The Washington Post report quoted Elizabeth Economy, a fellow at the Council on Foreign Relations and author of "The River Runs Black: The Environmental Challenges to China's Future," as saying that, this time "the commitment, the profile, the energy behind Beijing's environmental protection efforts far exceeds anything we've seen in China's history.

"It's not about new ideas, but about enforcement. . . . What is changing are the incentives or disincentives, " Economy told the Washington Post.

In 2007, some Chinese cities are taking measures that show that their officials are beginning to make the environment a higher priority than raising their GDP, a fundamental shift in thinking for a country that can attribute much of its early-stage development to being the place to which others outsourced their pollution, the Washington Post report said.

And, the State Environmental Protection Administration (SEPA), a cabinet ministry of the State Council, now is empowered with more teeth. It has armed local governments with new tools for punishing polluters. Chinese banks now have the right to deny loans to polluting companies, which are on SPEA's polluters blacklist.

And, SEPA officials are able to force violators to issue humiliating public apologies in newspapers or television announcements detailing their crimes. Also, utility companies are empowered to raise electricity, gas or water rates for companies that consume too many resources.

The result has been devastating for a growing number of companies, the Washington Post reported.

In Heilongjiang Province in the northeast, officials have announced that they had kicked out 100 polluting enterprises that were sending industrial runoff into a river that empties in Russia. In Shanxi Province, China's largest coal-mining area, officials have closed down most industry in a county whose outdated machinery polluted waterways. And in Inner Mongolia, the government closed a production facility for one of China's biggest companies, Mengniu Dairy, because it had been operating without wastewater processing facilities and discharging waste into the Yellow River.

Ventures that are fully or partly owned by foreigners have also been caught in the inspections. This month, Unilever China, which makes soap, shampoo and other cleaners, was fined and ordered to reduce production because of excessive discharges.

Liu Yamin, chief of Wuxi's Environmental Protection Bureau, acknowledged that as the city transforms itself from dependence on industry to a focus on high-tech research, there will be growing pains.

"The blue-green algae gave us a warning, a shock, but we Chinese have a saying that a bad thing can be turned into a good thing," Liu said.
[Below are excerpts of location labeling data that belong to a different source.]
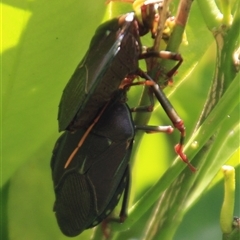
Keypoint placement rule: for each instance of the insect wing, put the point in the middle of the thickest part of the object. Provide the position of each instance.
(88, 190)
(94, 81)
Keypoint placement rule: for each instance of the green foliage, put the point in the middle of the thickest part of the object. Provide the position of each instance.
(42, 44)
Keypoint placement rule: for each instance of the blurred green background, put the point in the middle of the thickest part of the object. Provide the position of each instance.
(43, 41)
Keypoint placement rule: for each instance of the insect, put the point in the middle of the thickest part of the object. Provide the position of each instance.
(113, 56)
(90, 187)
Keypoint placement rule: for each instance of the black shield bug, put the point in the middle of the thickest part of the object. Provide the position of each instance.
(113, 56)
(90, 187)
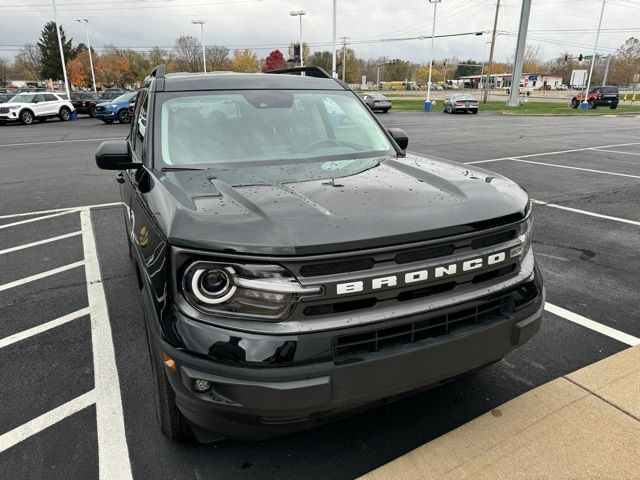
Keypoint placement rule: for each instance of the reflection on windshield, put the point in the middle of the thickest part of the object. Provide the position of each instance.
(261, 126)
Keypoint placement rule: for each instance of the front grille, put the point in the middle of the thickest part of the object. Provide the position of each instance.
(484, 311)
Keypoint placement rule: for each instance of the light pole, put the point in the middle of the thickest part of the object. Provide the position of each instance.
(433, 35)
(585, 102)
(93, 75)
(64, 65)
(300, 14)
(204, 56)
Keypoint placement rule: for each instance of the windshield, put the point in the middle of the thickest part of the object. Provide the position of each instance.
(24, 98)
(124, 97)
(215, 128)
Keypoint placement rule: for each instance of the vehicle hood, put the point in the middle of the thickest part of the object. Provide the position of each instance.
(309, 208)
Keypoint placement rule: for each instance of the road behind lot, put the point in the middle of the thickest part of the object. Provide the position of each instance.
(588, 261)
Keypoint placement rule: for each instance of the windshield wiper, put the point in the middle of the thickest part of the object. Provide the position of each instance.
(178, 169)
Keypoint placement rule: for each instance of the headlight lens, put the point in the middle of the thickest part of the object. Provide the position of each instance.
(255, 291)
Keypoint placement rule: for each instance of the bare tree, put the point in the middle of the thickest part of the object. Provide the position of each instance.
(218, 58)
(188, 53)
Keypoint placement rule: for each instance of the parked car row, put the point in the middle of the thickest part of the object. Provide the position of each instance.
(40, 106)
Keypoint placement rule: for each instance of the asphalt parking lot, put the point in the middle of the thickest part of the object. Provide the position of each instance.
(76, 389)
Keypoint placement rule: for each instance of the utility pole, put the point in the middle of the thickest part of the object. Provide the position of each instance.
(64, 64)
(433, 36)
(585, 102)
(334, 73)
(606, 70)
(519, 59)
(344, 57)
(493, 45)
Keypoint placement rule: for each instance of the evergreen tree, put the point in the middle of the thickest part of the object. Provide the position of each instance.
(51, 66)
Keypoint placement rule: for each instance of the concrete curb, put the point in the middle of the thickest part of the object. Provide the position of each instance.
(581, 426)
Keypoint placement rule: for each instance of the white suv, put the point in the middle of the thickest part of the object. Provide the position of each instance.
(27, 107)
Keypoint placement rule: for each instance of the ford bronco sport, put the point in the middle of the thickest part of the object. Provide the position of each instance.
(296, 263)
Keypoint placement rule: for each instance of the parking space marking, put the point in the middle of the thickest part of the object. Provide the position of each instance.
(614, 151)
(60, 141)
(18, 337)
(46, 420)
(113, 452)
(40, 242)
(22, 222)
(38, 276)
(56, 210)
(590, 324)
(551, 153)
(585, 212)
(515, 159)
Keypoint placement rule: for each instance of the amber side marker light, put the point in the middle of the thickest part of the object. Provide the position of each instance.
(168, 361)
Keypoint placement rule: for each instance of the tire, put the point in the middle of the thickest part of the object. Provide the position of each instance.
(26, 117)
(65, 114)
(172, 423)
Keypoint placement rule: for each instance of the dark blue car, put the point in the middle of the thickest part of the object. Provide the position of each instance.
(115, 109)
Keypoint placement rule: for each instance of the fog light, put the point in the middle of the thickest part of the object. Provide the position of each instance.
(201, 386)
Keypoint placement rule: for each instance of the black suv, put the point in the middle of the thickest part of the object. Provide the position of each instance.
(295, 263)
(85, 102)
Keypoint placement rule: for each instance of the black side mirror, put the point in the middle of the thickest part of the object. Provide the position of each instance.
(400, 136)
(114, 155)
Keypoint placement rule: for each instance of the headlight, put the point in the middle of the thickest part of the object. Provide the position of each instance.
(242, 290)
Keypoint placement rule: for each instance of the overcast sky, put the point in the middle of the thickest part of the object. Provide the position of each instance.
(555, 25)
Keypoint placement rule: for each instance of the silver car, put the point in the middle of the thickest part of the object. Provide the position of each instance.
(461, 103)
(377, 101)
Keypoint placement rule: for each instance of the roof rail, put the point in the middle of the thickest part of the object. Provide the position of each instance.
(158, 72)
(317, 72)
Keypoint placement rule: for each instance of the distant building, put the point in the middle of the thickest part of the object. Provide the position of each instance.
(532, 81)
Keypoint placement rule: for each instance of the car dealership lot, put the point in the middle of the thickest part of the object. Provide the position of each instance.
(66, 414)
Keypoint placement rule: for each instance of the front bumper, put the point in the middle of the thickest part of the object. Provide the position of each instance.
(250, 402)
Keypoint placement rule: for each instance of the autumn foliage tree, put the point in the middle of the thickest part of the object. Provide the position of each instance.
(244, 61)
(274, 61)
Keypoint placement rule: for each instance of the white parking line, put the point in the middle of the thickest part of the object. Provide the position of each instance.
(22, 222)
(40, 242)
(18, 337)
(113, 452)
(60, 141)
(38, 276)
(614, 151)
(575, 168)
(590, 324)
(551, 153)
(67, 209)
(585, 212)
(38, 424)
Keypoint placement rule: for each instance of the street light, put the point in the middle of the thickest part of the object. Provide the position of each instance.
(585, 102)
(300, 13)
(433, 34)
(204, 57)
(64, 65)
(93, 75)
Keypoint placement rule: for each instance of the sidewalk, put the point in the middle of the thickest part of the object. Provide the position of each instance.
(585, 425)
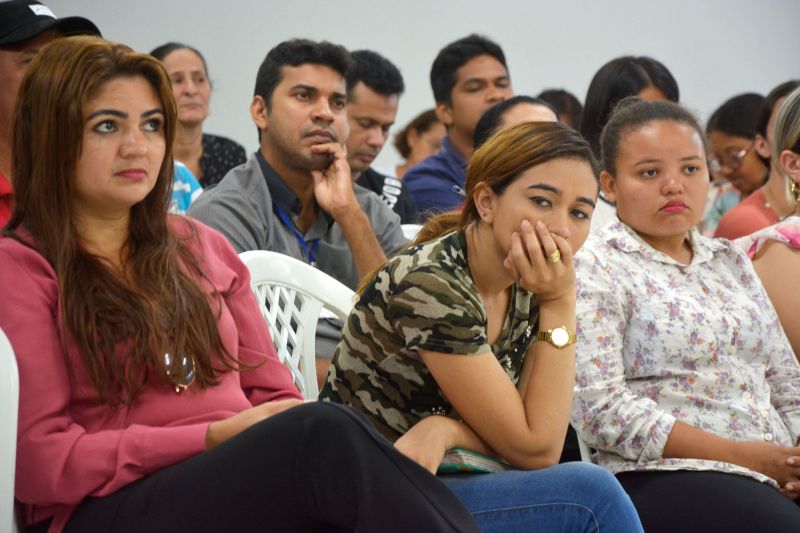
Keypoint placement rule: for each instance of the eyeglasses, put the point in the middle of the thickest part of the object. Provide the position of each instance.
(731, 161)
(180, 371)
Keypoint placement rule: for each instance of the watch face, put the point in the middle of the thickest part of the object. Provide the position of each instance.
(560, 337)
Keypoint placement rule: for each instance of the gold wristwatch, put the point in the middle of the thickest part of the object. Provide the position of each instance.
(560, 337)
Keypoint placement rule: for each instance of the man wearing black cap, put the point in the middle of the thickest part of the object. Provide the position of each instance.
(25, 26)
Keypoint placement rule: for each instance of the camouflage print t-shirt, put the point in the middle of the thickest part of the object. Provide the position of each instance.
(423, 299)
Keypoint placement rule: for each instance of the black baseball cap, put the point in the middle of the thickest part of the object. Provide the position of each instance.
(21, 20)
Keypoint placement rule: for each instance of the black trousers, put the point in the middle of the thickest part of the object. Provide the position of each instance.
(316, 467)
(707, 502)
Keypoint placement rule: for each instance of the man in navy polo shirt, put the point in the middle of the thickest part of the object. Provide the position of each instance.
(467, 77)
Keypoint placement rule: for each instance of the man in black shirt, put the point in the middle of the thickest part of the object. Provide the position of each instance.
(374, 90)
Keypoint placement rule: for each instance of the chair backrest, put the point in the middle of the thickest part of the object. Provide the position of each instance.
(9, 405)
(291, 295)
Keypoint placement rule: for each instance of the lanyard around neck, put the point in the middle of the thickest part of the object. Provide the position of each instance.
(310, 251)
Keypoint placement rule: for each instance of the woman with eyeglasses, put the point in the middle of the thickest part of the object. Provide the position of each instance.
(686, 385)
(776, 250)
(769, 204)
(731, 131)
(151, 397)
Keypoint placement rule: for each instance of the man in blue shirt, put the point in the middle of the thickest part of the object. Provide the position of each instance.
(467, 77)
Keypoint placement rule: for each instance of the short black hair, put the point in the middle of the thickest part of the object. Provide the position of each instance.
(565, 103)
(737, 116)
(376, 72)
(454, 56)
(619, 78)
(632, 113)
(492, 117)
(765, 111)
(294, 53)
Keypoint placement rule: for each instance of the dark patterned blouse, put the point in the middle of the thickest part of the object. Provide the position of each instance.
(220, 154)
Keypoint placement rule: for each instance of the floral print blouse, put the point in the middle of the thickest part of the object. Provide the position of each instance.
(787, 232)
(659, 341)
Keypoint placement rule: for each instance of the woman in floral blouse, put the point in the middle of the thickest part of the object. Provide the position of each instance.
(776, 250)
(687, 387)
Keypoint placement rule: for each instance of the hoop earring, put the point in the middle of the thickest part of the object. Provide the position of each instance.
(794, 188)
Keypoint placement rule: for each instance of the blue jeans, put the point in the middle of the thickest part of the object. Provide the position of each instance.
(564, 498)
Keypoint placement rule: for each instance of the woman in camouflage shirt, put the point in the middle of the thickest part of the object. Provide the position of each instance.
(439, 350)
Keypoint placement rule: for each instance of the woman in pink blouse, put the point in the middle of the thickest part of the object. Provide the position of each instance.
(151, 397)
(776, 250)
(687, 387)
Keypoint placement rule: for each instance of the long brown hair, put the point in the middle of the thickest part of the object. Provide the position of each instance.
(500, 161)
(122, 323)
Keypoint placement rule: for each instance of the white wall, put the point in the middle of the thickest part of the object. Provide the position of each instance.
(714, 48)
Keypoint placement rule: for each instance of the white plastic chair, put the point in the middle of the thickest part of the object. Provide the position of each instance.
(291, 295)
(9, 405)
Businesses say that the environmental measures are good in theory but that they worry about unemployment and whether the laws are being applied fairly.

Wuxi Dongtai Fine Chemical Industry was fined US$13,000 and ordered to stop making one of its products for failing to meet environmental standards. The city said Dongtai leaked chemicals into a river that flows into Tai Lake.

Feng Jing, Dongtai's office manger, said the incident was minor, caused by small cracks in its piping system, but that the punishment was severe. As a result, the company laid off 50 of its 600 workers.

Feng Jing told the Washington Post reporter that worse offenders are still operating.

"As a civilian, I cannot say that current measures taken by the government are wrong . . . but the government really has gone a little too far," Feng said.

Wang Guoxiang, director of the Research Center for Eco-Environmental Sciences at Nanjing Normal University in Jiangsu Province, said government engineers tried every scientific alternative possible, spending US$1.3 billion to try to save Taihu Lake. They dug up the silt and replaced it. They poured fresh water into the lake and redirected rivers to try to wash the pollution away. They even seeded clouds to create rain to dilute the polluted water.

But it took an algae crisis to force the government to start closing companies.